Jayde Adams is back and this time it’s serious. Jayde, Fringe veteran and much accomplished comedian-come-opera-singer, has decided to throw off the shackles of her musical past, stop hiding behind her (incredible) voice and bring us a show that is relevant but not preachy, so funny and, as always with Jayde, incredibly moving. I came along with a couple girlfriends and we all walked out feeling unusually good about ourselves and on a mission to buy a Serious Black Jumper™.
Jayde has come to the Fringe to deliver us all from the menace of hot, naked girls on Instagram
After a frank conversation with her agent last year Jayde was told ‘people just don’t take you seriously enough to be a stand up comic.’ Queue much soul-searching and Beyonce-watching trying to find some angle that will make everyone realise she is SERIOUS. Jayde has ditched the outlandish costumes (my only disappointment with the show) and gained a cane and a Gwendoline Christie-esque new haircut and come to the Fringe to deliver us all from the menace of hot, naked girls on Instagram with her all new material feminist manifesto.
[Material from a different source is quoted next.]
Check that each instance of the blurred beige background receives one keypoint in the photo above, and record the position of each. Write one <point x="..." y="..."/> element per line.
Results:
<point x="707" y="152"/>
I don’t want to risk ruining too many more of Jayde’s punchlines and truisms but suffice to say this was a breath of fresh air.
It feels like every second show at the Fringe this year has a feminist tagline. It is terribly de jour. You might be nervous to go and sit through an hour of feminist comedy, I understand. Call me a bad feminist but every now and then I like to forget about the patriarchy for 50-60 minutes. But this doesn’t feel like a sermon. Jayde has such a genuine voice – for all those of us who haven’t studied feminist theory this is so relatable. How real women in the real world handle real problems without letting Internet trolls, gravity-defying boobies and $27 lipsticks get us down.
And all this wonderful insight is on top of a riotous hour of comedy. Jayde Adams has been described as ‘Britain's funniest woman comic’ and that can’t be far off. She has this deliciously unaffected style and delivers her show slickly without ever feeling scripted or overly polished. It’s a casual chat with a good friend. So bring your mum, your sister, your best mate and your grandma. It’s a real ladies night.